Okay. I don't see how this applies to my post.

"Cross-posting is often wrong, because people tend to cross-post to
unsuitable groups.", but I didn't. Every group I chose had an
interest in this. Yes, the BIOS is unrelated to the operating system,
but everyone in those groups has to worry about his BIOS once in a
while. The people in the XP groups have helped me a lot and this was a
chance for me to help them.

"Multi-posting is a waste of bandwidth, money, and people's time, with
no advantages whatever, and should never be indulged in. "

That refers to muli-posting when cross-posting would have been
possible. But it wasn't fully possible here.

I split the groups into 2 sections because my news reader wouldn't let
me send to so many at one time. I wasn't asking for help; I wasn't
getting anything out of this for myself. I was telling people about a
valuable service that could save them 50 or 325 dollars, and still
allow them access to their BIOS for free, if they forgot their
password or someone or thing put one on without telling them. If they
recognize the subject line, they don't have to read it more than once,
or even once. I think people would rather get this twice than not at
all.
 
F

FromTheRafters

Flightless Bird
"David H. Lipman" <DLipman~nospam~@Verizon.Net> wrote in message
news:i8r4bv01a5r@news7.newsguy.com...
> From: "mm" <NOPSAMmm2005@bigfoot.com>
>
> | I think a virus put a BIOS password in my friend's HP Mini 1000
> | netbook.
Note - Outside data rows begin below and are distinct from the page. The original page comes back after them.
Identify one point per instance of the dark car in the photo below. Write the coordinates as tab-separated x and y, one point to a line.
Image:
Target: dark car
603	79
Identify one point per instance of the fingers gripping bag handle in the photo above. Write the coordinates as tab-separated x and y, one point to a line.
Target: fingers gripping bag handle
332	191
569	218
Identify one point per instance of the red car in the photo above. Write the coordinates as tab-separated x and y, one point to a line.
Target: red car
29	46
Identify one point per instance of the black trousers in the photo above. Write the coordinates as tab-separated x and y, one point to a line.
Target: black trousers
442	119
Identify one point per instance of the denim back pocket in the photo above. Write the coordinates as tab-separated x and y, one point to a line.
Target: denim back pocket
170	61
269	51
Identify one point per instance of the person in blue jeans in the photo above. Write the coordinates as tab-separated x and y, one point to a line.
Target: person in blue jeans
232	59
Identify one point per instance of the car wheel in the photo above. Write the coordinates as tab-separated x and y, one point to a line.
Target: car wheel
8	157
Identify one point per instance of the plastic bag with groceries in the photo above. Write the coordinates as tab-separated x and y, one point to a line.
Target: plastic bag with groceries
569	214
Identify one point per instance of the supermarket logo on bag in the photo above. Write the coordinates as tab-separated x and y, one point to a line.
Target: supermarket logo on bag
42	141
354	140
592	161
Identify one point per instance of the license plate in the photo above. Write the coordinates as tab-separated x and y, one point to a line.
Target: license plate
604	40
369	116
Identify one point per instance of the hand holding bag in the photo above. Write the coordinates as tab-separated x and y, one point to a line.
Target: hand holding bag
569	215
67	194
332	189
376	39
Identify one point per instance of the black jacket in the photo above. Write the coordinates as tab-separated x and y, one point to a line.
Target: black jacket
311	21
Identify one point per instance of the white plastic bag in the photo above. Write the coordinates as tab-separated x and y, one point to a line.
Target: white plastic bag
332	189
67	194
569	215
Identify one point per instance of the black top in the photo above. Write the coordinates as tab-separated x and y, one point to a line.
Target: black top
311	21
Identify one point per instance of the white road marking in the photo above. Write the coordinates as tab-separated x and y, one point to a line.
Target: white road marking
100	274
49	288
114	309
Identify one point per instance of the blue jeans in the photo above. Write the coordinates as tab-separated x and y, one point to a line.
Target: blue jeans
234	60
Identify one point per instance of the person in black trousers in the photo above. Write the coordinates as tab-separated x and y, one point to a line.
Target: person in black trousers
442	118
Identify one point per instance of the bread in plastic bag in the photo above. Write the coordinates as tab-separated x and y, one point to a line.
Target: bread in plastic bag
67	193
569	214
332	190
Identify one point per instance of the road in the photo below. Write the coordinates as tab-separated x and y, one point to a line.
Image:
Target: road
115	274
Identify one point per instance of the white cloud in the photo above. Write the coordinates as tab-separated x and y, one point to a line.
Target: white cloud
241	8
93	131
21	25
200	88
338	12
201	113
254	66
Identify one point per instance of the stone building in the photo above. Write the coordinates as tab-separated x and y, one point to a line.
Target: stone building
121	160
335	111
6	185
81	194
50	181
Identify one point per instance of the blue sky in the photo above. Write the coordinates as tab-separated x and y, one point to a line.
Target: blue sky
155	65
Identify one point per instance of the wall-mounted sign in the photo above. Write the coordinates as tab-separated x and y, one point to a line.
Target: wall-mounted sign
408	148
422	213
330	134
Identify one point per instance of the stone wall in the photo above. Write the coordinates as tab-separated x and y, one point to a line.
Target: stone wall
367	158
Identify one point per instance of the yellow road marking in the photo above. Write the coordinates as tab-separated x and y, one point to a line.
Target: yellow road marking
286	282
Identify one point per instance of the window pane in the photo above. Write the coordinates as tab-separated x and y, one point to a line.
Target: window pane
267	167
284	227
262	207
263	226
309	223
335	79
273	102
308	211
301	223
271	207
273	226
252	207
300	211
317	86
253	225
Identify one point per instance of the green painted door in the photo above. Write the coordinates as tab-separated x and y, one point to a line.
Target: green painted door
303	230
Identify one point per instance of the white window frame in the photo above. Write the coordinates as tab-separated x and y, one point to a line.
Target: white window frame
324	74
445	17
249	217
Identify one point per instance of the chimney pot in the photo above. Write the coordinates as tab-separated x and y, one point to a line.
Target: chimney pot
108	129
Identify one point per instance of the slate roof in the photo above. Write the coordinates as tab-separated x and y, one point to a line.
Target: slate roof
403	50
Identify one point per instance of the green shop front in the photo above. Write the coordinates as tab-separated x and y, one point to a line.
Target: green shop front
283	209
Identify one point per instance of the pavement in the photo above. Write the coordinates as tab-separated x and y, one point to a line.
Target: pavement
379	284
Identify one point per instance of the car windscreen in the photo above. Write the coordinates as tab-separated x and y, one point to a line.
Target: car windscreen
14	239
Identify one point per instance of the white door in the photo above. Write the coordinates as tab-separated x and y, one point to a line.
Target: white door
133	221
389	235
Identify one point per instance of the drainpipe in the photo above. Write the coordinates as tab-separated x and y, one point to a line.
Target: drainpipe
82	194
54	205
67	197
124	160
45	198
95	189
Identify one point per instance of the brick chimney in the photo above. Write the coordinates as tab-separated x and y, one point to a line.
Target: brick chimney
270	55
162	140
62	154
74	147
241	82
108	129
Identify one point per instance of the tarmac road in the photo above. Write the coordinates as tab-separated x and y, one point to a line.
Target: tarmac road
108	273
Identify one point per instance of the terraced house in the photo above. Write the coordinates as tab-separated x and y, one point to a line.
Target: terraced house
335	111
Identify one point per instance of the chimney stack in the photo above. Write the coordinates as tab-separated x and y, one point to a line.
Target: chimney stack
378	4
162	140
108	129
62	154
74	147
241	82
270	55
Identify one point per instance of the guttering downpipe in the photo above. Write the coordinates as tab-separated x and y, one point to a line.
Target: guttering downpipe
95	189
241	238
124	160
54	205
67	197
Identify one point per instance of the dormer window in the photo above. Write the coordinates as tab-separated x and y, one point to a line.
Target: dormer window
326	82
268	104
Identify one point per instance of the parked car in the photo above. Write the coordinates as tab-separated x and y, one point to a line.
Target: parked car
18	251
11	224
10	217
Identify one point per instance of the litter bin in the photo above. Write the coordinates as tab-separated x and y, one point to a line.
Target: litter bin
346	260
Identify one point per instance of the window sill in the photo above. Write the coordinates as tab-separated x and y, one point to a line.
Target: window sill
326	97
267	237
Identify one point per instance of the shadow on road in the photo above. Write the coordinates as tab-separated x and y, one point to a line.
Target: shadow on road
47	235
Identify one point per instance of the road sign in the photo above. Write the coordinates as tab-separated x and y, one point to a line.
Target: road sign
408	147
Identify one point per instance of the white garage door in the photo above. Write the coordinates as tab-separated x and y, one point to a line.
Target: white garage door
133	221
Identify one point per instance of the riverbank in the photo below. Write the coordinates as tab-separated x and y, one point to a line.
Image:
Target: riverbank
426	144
I know I didn't do it, and I know it had malware. I've
> read
> | online several other stories from those who never set a password and
> | are still stuck with one.
>
> < snip >
>
> You've been making quite a few posts but it is time for you to realize
> that all viruses
> are malware but not all malware are viruses. There are but a handful
> of true viruses and
> dozens of worms but the vast majority are classified as some form of
> trojan.
>
> Malware will not password the BIOS. It is an illogical payload. The
> malicious actor who
> wrote the malware gains no benefit for himself nor a given cause or
> objective. It doesn't
> help in the malware's self preservation nor can it have an effect on
> the OS of the
> platform. In fact a BIOS password is OS independent.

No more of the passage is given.